Ground Support Equipment: Non-PoweredGround support equipment is found near an airport's ramp or terminal. The non-powered category comprises the ground support equipment that does not use any fuel to function. Aircraft wheel chocks, for example, are wedges that mechanics place at an angle between the aircraft's tires and the ground to prevent the aircraft from rolling. They serve as a safety device to keep the aircraft steady when parked or undergoing service. They may incorporate different material such as wood or hard plastic.

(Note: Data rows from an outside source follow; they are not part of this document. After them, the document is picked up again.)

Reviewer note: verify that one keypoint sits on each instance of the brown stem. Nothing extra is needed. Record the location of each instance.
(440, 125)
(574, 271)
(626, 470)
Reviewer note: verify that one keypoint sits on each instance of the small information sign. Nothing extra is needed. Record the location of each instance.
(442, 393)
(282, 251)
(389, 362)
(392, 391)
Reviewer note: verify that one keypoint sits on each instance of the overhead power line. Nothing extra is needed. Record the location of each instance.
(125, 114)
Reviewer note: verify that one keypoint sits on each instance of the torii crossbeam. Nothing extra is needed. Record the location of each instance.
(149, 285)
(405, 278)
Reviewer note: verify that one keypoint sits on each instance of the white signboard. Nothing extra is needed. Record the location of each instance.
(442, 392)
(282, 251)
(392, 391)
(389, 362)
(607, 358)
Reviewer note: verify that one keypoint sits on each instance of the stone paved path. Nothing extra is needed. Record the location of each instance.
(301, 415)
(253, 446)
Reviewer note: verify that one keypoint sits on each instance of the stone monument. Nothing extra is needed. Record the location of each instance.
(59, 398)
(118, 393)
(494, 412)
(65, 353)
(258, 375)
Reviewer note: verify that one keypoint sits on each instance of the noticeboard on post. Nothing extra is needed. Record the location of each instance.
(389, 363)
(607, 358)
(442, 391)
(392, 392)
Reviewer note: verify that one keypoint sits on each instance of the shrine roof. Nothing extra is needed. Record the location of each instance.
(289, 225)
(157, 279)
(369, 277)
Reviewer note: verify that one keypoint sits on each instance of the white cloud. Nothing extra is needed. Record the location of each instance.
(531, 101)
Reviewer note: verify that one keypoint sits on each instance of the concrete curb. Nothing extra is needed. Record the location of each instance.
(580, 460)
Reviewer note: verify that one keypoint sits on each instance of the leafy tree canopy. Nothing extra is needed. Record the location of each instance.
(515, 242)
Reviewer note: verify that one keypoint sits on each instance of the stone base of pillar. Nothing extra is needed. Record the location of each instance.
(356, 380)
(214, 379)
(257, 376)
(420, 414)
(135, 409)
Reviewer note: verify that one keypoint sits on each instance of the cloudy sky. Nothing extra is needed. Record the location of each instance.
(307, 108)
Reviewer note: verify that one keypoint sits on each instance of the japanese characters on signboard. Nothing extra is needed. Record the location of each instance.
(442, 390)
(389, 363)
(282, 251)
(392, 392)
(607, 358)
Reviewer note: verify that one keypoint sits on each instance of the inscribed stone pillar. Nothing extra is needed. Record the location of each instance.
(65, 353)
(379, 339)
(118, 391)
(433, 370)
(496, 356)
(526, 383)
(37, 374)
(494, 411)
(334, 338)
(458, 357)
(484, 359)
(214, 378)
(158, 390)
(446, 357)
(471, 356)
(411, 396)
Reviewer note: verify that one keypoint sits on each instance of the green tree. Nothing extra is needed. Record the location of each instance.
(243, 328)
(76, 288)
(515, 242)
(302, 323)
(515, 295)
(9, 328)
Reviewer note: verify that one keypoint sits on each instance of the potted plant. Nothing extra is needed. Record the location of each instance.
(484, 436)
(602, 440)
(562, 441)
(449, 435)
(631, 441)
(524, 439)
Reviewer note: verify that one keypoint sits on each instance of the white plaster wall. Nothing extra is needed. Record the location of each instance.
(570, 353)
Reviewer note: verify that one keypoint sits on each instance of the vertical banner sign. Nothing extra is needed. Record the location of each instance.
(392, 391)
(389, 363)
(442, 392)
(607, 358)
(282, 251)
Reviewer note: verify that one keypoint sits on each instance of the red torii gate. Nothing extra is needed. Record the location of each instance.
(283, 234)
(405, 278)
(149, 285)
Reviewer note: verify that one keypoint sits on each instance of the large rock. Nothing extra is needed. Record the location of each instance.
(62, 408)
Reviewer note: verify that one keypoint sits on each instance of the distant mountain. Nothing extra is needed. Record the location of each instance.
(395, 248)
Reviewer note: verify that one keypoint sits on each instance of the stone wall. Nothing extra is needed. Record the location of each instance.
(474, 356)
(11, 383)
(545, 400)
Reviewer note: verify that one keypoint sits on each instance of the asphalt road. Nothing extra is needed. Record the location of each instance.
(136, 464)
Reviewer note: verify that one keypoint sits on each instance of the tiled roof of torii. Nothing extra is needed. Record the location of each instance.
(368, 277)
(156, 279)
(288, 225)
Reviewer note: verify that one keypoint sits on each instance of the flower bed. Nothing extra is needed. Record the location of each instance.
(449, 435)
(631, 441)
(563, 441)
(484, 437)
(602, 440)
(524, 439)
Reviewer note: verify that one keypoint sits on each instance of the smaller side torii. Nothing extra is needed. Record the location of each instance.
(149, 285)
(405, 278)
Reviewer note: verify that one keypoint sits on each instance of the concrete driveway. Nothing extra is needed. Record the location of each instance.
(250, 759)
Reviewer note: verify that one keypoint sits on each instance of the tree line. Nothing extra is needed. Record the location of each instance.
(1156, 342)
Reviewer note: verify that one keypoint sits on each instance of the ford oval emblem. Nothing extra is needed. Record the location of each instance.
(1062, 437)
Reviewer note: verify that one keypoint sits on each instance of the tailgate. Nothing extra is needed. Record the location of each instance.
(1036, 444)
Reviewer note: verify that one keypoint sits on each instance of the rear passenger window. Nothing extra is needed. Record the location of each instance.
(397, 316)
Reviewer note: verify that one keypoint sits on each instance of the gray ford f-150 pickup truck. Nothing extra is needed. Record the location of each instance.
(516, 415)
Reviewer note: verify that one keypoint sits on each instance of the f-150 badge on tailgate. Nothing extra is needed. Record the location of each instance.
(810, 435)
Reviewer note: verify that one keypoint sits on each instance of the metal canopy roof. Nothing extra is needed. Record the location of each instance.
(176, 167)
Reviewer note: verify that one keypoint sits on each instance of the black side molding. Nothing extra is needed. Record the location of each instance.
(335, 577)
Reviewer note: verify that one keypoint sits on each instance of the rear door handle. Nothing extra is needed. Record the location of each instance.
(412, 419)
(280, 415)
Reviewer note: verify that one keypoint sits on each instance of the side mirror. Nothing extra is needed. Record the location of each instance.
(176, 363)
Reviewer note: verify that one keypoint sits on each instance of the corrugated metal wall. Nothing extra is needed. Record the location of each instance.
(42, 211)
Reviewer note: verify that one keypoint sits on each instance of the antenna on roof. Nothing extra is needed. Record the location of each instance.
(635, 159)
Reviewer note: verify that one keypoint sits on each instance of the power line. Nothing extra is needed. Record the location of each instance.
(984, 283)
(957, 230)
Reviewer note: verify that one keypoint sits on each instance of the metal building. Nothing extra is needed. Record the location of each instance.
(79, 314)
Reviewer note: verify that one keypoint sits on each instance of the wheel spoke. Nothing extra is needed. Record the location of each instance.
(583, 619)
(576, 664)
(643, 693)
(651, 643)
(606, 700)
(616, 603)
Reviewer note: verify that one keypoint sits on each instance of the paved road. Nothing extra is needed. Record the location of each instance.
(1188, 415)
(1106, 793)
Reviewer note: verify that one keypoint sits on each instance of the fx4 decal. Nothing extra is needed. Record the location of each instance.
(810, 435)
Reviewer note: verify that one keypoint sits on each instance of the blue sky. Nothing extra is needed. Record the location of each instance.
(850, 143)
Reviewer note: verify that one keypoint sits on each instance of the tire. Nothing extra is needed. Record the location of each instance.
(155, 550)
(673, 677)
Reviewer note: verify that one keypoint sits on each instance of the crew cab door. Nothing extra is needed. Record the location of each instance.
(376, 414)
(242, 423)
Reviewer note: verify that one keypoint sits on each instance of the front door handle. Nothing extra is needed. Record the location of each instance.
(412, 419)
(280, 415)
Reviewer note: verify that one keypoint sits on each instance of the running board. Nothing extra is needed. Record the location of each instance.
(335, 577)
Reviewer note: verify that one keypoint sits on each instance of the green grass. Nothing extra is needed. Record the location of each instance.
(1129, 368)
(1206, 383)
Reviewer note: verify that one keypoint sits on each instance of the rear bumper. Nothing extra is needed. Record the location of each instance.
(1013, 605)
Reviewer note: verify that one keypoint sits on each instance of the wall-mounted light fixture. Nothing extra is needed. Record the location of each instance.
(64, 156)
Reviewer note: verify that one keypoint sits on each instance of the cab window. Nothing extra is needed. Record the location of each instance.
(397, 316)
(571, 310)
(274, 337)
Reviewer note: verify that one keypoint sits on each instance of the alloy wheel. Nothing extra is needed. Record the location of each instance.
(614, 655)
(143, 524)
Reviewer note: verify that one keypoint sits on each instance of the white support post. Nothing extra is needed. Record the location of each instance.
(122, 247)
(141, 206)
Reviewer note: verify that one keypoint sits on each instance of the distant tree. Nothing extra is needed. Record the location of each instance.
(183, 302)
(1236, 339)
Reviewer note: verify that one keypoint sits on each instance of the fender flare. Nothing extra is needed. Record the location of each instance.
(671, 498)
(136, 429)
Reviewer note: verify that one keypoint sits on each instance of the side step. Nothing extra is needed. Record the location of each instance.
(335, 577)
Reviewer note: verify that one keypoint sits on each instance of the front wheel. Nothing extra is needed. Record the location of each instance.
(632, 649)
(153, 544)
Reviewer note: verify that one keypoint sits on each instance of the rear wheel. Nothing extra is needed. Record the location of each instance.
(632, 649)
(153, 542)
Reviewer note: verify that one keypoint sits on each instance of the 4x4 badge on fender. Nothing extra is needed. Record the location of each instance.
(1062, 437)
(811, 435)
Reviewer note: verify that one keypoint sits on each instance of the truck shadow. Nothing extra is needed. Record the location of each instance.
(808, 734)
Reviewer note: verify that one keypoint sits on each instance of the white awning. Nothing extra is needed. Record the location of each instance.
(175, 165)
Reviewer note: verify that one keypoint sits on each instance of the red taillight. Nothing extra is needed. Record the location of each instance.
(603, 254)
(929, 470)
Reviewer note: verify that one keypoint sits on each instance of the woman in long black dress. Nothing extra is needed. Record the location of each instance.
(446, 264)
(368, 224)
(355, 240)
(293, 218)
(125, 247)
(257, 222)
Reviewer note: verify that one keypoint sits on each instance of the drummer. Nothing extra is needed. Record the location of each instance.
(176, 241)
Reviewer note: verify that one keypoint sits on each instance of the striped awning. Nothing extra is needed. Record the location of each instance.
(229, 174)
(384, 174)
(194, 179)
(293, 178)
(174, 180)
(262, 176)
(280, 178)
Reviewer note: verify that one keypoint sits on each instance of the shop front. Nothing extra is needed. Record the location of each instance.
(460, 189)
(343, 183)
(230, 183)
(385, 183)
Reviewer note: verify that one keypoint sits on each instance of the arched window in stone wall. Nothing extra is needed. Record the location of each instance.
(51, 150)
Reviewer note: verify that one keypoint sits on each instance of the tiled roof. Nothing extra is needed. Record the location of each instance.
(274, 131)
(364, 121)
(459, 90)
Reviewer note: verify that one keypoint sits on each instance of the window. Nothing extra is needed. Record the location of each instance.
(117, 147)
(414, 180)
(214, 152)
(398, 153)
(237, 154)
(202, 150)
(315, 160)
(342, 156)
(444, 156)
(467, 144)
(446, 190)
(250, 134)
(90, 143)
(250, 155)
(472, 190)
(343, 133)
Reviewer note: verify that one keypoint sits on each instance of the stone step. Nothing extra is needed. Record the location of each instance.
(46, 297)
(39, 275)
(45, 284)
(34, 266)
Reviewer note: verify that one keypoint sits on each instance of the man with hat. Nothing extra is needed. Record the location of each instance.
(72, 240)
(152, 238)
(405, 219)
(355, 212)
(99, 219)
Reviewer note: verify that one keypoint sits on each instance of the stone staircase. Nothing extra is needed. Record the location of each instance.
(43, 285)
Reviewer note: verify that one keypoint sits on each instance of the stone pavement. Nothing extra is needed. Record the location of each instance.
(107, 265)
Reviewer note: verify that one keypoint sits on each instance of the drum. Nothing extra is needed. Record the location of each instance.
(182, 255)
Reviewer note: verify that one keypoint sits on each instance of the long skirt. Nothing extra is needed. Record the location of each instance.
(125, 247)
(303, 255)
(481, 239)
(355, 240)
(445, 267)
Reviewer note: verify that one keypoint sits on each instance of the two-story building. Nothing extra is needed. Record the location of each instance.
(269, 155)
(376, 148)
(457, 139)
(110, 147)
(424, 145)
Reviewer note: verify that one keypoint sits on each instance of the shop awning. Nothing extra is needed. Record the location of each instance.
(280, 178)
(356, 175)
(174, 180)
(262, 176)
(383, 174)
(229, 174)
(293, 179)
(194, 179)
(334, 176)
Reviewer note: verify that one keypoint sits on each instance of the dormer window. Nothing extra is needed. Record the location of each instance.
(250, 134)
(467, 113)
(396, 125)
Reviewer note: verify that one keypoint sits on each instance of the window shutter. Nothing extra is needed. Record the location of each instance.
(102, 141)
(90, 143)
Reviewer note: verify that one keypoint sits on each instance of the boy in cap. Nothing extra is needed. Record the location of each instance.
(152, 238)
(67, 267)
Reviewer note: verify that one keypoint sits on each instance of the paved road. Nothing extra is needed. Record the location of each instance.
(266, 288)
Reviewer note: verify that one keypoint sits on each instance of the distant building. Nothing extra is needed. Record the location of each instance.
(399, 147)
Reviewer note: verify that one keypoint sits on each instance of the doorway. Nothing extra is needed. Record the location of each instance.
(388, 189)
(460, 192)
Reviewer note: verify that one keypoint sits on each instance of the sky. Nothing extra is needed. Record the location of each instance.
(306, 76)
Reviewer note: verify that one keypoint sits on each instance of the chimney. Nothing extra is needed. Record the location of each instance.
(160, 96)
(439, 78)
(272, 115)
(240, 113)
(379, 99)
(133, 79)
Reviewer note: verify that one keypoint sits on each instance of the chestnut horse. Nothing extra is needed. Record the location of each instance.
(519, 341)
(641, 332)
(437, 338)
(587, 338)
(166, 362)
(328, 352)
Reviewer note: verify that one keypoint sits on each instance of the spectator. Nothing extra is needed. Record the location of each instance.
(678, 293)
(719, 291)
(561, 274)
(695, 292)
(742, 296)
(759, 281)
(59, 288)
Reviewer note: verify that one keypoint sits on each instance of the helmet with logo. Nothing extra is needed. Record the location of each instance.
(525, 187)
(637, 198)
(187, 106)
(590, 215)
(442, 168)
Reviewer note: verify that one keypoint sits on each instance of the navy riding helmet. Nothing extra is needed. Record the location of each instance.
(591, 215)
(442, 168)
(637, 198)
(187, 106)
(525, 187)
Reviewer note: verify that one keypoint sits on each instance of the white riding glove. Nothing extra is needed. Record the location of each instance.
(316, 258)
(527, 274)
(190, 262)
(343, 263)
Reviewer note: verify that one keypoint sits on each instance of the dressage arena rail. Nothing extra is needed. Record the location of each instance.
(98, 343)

Ground Support Equipment: PoweredPowered ground support equipment uses some form of fuel---such as gasoline, diesel or electricity---to operate. Mobile refuelers, for example, consist of trucks with a storage tank that has a capacity of 10 to 15,000 gallons. Truck-towed hydrant dispensers refuel the aircraft using fuel stored underground. Ground power units, which provide power to parked aircrafts, come in two types: direct current and alternating current. According to the Tower Electric Motor Company, the ground power units came into use because of the need to eliminate noise from a running aircraft's engine. It also saves on fuel costs since a running engine uses up aviation fuel, which is expensive. Group power units use either diesel or a connection to an electricity grid for power supply. Ground power units provide power for starting up an aircraft's engine or servicing the aircraft.
Belt loaders help in the loading of cargo and baggage into an aircraft's cargo compartment. They have a hydraulic belt that transfers cargo to and from a barrow. They are flexible in terms of the height to which they can rise to get to an aircraft's hold door sill and the speed by which the belt loads.
ToolsAircraft engineers use tools to ensure the aircraft's structural soundness and check the aircraft's fixtures. Aircraft tools fall into many categories; the size and types of tools used may differ from one aircraft to another because of differences in aircraft size.
One such tool, the aircraft control cable rigging tool, allows mechanics to tighten aircraft cables to the correct tension. (According to Integrated Publishing, "rigging" refers to the adjustments performed on the different components of an aircraft to ensure that the surfaces angles and the systems have a neutral alignment.) The mechanic then uses a tensiometer to measure whether the cables have the correct tension.
A propeller protractor allows for the measurement of the angle between two or more planes. It proves useful when working with detachable blade propeller. It also aids in the proper alignment and leveling of helicopter rotor heads.